Brief Answer: Terdapat satu dogma yang sama atau senada antara
agama samawi yang satu dan agama samawi yang lainnya, yakni dogma berisi iming-iming
delusif “too good to be true” yang
bernama ideologi korup “pengampunan / penghapusan dosa” maupun “penebusan dosa”
(abolition of sins), dimana “hanya
seorang pendosa yang butuh penghapusan dosa”. Mari kita buat simulasi
sederhana, katakanlah seorang pemeluk agama samawi, bernama “pendosawan”,
setiap harinya mencetak dosa, memproduksi segunung dosa, mengoleksi segudang dosa,
berkubang dalam samudera dosa, dengan menyakiti, melukai, maupun merugikan para
pemeluk agama samawi lainnya yang notabene sesama pendosa.
Sang pendosawan, setiap harinya berdoa atau melakukan
ritual “penghapusan dosa” atau apapun itu istilahnya, yang pada pokoknya ialah sikap-sikap
“pengecut” yang tidak berani bertanggung-jawab atas perbuatan buruk mereka
sendiri dan disaat bersamaan terlampau “pemalas” untuk menanam benih-benih perbuatan
baik. Setiap tahunnya pula, sang pendosawan merayakan hari raya dimana sang
pendosawan “meningkat konsumsinya” dan disaat bersamaan melakukan ritual “penghapusan
dosa” yang menghapus dosa-dosanya selama satu tahun penuh. Ketika meninggal
dunia, sanak-keluarga sang pendosawan melakukan ritual doa-doa yang memanjatkan
permohonan “penghapusan dosa” bagi sang almarhum pendosawan. Praktis, tidak pernah
satu kali pun nasib “korban” diperhatikan ataupun diberikan keadilan. “Kabar gembira”
bagi pendosawan, merupakan “kabar buruk” bagi kalangan korban.

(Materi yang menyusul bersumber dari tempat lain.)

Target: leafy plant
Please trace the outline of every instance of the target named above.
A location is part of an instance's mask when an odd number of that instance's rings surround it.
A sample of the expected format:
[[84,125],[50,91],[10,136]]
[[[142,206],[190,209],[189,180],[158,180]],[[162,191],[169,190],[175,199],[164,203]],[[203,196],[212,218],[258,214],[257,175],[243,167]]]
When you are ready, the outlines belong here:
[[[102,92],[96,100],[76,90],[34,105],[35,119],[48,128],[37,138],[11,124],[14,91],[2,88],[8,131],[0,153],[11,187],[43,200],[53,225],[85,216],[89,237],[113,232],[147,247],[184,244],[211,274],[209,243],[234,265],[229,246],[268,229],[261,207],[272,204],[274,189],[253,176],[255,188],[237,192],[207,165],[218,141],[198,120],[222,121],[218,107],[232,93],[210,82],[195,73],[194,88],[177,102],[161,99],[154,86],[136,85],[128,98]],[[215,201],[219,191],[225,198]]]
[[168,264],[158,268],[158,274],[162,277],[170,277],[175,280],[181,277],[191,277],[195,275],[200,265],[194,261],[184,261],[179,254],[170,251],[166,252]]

Ketika baik sang pendosawan maupun si korban
meninggal dunia, keduanya masuk ke alam surga, maka jadilah “dunia manusia
jilid kedua”, dimana sang pendosawan kembali melakukan apa yang kita kenal dengan
istilah “business as usual”, yakni seperti
biasanya kebiasaan para pendosawan tersebut selama masih di dunia manusia : berkeliaran
mencari mangsa empuk, sibuk memangsa korban, menjadi predator yang memangsa
sesamanya, merampas hak orang lain, berbuat tercela, berprofesi sebagai penjahat,
bangga bisa berhasil berbuat kejahatan, penuh niat dan rencana jahat, buruk,
dan busuk. Akibatnya, sang korban kembali menjadi korban untuk kali keduanya
atau untuk kali sekiannya. Alhasil, mereka dengan penuh kebanggaan dan
keyakinan berbondong-bondong dan berlomba-lomba menjadi “pendosa penjilat penuh
dosa level dasar”, “pendosa penjilat penuh dosa level menengah”, “pendosa
penjilat penuh dosa level elite”, “pendosa penjilat penuh dosa level advance”, “penjilat
pendosa penuh dosa level maestro”, dan seterusnya.
PEMBAHASAN:
Ketika agama samawi belum
diperkenalkan ke dunia ini—oleh seorang pendosa tentunya, mengingat hanya
seorang pendosa yang mempromosikan “penghapusan dosa” bagi kalangan pendosawan,
dimana ada “demand” ditengah-tengah kalangan
pendosawan yang ingin masuk surga maka ada “supply”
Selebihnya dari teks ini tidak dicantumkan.